Literature DB >> 10928972

Pharmacological characterization of metabotropic glutamate receptor-mediated high-affinity GTPase activity in rat cerebral cortical membranes.

N Nishi1, Y Odagaki, T Koyama.   

Abstract

Activation of heterotrimeric guanine nucleotide-binding regulatory proteins (G-proteins) functionally coupled to metabotropic glutamate receptors (mGluRs) was assessed by agonist-induced high-affinity GTPase (EC3.6.1.-) activity in rat cerebral cortical membranes. L-Glutamate (1 mM) stimulated high-affinity GTPase activity to the same extent throughout the incubation period up to 20 min, in a Mg(2+)-dependent manner.

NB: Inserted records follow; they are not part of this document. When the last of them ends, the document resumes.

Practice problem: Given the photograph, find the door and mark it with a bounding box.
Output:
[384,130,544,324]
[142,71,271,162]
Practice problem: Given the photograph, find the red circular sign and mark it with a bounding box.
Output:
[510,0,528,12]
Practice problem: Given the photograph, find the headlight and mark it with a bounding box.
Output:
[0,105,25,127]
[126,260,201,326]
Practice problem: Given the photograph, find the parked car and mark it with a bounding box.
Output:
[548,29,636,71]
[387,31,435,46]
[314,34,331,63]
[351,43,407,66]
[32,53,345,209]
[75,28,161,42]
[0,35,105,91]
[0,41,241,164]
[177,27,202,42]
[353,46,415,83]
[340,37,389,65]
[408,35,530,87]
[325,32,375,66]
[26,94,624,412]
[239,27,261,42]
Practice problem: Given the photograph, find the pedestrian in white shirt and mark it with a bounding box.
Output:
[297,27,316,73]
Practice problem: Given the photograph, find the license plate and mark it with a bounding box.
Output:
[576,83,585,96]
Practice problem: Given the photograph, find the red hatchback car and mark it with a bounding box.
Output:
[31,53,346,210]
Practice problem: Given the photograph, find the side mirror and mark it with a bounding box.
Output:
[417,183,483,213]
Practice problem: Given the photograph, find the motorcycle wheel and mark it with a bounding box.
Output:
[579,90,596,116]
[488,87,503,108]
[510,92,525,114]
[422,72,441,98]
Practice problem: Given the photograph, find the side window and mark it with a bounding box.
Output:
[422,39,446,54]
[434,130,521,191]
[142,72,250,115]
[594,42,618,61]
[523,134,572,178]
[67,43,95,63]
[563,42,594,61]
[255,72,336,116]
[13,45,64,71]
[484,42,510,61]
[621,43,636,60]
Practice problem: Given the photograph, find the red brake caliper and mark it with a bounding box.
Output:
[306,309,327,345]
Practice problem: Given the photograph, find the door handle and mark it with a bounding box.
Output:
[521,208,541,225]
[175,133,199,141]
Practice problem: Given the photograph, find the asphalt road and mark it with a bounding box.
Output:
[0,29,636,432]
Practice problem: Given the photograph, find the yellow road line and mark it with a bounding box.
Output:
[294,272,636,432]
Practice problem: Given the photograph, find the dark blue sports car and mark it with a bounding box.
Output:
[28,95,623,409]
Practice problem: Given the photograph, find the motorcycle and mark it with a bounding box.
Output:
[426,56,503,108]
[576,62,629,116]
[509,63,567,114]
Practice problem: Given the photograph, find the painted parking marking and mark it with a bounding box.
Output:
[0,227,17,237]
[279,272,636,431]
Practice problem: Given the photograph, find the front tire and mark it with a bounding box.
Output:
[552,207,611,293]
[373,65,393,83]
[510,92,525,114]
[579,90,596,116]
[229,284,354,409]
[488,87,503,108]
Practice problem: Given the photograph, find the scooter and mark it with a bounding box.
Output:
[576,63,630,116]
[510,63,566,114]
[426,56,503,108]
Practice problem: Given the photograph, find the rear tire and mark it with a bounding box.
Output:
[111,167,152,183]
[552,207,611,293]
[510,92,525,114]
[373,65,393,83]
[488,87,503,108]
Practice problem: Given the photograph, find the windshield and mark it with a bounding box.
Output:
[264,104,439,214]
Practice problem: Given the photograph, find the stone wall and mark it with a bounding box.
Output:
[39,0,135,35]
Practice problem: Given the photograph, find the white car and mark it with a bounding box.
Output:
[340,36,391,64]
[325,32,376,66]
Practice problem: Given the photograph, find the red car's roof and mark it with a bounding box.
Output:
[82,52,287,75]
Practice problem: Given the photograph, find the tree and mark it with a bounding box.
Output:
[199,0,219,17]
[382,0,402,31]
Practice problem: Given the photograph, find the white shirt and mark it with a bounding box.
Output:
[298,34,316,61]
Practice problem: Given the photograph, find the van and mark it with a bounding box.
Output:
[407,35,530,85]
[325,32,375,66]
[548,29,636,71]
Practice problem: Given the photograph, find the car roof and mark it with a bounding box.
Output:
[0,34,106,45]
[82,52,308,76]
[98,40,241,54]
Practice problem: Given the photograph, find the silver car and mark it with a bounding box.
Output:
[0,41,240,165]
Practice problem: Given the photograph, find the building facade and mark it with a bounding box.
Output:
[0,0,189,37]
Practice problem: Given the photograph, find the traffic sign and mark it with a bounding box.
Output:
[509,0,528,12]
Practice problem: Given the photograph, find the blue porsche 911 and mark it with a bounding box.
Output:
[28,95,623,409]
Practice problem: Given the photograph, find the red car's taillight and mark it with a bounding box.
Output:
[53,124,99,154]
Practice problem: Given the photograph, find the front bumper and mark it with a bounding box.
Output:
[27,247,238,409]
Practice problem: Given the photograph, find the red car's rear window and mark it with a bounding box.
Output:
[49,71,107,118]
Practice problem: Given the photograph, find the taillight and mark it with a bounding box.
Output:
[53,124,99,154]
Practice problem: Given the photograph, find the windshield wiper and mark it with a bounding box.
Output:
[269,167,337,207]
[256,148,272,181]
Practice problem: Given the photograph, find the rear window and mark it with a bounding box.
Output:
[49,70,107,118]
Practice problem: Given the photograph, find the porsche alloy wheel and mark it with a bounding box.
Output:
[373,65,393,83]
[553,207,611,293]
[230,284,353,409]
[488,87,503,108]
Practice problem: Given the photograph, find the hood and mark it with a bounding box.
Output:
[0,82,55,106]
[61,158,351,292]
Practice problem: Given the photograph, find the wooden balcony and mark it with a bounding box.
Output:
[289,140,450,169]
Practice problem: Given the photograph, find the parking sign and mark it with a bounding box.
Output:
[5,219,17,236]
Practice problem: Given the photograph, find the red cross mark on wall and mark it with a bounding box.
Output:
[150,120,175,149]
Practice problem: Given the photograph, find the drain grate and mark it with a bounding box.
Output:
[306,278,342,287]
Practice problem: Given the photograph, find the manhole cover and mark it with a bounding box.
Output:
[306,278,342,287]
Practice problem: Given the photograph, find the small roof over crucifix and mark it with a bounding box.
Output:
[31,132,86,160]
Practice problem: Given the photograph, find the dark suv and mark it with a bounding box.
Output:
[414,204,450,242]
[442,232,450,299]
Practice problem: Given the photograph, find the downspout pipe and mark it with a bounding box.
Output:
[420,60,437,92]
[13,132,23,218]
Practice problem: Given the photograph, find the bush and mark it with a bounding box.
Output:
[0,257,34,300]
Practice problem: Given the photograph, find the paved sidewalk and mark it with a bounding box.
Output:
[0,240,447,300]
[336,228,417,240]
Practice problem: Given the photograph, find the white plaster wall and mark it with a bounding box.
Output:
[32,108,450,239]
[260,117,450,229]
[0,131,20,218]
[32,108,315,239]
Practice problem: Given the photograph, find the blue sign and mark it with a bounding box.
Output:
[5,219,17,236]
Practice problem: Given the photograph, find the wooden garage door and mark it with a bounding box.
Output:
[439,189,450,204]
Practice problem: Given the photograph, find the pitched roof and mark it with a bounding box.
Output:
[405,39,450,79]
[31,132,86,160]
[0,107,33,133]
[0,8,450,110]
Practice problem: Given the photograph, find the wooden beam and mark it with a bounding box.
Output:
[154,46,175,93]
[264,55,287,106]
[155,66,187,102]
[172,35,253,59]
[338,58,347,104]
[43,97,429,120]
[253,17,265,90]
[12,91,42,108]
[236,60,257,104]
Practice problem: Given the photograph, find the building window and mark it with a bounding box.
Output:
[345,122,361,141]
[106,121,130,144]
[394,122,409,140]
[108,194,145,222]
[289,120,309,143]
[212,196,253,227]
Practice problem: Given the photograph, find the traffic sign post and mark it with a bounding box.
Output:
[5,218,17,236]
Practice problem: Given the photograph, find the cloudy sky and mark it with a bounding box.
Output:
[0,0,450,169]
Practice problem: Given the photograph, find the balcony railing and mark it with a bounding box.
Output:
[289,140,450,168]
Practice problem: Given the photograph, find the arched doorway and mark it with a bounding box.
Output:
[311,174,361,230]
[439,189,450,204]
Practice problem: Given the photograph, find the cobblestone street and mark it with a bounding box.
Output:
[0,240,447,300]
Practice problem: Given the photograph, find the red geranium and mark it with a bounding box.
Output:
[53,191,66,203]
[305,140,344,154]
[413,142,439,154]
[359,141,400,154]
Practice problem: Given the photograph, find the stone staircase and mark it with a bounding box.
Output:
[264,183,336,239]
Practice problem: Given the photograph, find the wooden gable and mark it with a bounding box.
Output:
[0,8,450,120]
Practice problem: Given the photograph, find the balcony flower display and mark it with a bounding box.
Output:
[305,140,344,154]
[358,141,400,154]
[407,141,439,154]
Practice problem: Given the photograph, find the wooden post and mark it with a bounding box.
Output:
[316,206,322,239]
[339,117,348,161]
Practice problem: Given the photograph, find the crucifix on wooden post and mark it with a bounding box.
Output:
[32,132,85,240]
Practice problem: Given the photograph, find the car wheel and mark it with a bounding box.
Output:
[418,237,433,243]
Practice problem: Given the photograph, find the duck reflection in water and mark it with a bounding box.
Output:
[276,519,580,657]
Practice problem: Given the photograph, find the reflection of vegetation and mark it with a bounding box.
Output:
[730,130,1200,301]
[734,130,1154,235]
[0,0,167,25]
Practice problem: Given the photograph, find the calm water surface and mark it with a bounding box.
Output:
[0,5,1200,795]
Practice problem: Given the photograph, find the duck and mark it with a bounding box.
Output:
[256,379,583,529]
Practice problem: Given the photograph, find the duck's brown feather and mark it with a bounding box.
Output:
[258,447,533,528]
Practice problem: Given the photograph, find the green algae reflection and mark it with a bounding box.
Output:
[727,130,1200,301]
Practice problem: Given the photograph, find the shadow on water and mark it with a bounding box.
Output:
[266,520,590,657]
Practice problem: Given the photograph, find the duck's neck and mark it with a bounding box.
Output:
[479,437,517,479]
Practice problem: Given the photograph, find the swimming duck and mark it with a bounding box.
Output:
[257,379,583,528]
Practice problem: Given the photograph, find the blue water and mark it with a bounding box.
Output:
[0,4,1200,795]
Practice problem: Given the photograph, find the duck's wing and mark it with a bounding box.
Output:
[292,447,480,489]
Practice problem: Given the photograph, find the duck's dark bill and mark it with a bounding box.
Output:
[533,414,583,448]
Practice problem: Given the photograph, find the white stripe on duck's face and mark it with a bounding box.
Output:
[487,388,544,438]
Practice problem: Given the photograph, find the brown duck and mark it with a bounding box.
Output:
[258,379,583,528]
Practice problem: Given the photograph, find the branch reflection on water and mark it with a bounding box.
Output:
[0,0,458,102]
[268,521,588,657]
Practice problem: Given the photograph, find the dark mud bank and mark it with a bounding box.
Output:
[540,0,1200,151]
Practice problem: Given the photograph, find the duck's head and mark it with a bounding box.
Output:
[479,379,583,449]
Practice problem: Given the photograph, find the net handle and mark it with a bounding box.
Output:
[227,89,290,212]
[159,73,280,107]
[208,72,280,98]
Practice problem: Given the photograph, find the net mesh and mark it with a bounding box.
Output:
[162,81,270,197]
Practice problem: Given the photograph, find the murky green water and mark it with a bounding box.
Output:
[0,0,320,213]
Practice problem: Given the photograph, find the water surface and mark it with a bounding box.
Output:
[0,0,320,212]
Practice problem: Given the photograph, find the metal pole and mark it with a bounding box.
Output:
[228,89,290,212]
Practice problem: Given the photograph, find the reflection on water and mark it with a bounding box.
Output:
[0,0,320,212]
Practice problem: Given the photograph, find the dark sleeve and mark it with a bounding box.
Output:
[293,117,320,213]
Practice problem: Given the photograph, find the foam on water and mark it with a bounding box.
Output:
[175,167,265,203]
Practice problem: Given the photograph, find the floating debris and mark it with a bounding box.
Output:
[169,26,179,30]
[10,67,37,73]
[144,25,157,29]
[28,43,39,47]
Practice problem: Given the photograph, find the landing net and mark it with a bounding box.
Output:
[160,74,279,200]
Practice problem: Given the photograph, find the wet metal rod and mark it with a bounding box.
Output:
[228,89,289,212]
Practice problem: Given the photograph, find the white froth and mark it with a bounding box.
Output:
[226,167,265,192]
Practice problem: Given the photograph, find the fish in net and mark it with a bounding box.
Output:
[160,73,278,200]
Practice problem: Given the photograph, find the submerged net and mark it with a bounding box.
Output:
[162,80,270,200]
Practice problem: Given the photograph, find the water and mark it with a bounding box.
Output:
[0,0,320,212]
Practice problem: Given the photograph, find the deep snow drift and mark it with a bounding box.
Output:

The addition of 1 mM L-glutamate augmented V(max) of the enzyme activity (1670 to 3850 pmol mg(-1) protein 15 min(-1)) with slight increase in K(M) value (0.26 to 0.63 microM). The high-affinity GTPase activity was stimulated by the following compounds with a rank order of potency of (2S,2'R,3'R)-2-(2', 3'-dicarboxycyclopropyl) glycine (DCG-IV) > (2S,1'S, 2'S)-2-(carboxycyclopyropyl)glycine (L-CCG-I) > L-glutamate > or = 2R, 4R-4-aminopyrrolidine-2,4-dicarboxylate [(2R,4R)-APDC] > 1S, 3R-1-aminocyclopentane-1,3-dicarboxylate [(1S,3R)-ACPD] > (S)-4-carboxy-3-hydroxyphenylglycine [(S)-4C3HPG] > (S)-3-carboxy-4-hydroxyphenylglycine [(S)-3C4HPG] > ibotenate, but not by L-(+)-2-amino-4-phosphonobutyrate (L-AP4), (RS)-3, 5-dihydroxyphenylglycine [(RS)-3,5-DHPG], quisqualate, or L-serine-O-phosphate (L-SOP), indicative of involvement of group II mGluRs, in particular mGluR2. (2S)-alpha-Ethylglutamate (EGLU), a presumably selective antagonist against group II mGluRs, inhibited DCG-IV-stimulated high-affinity GTPase activity in a competitive manner with an apparent K(B) of 220 microM. L-Glutamate-stimulated activity was eliminated by pretreatment of the membranes with sulfhydryl alkylating agent N-ethylmaleimide (NEM) at 30-50 microM, indicating that G-proteins of the G(i) family are involved. These results indicate that mGluR agonist-induced high-affinity GTPase activity in rat cerebral cortical membranes may be used to detect the functional interaction between group II mGluRs, in particular mGluR2, and NEM-sensitive G(i) proteins.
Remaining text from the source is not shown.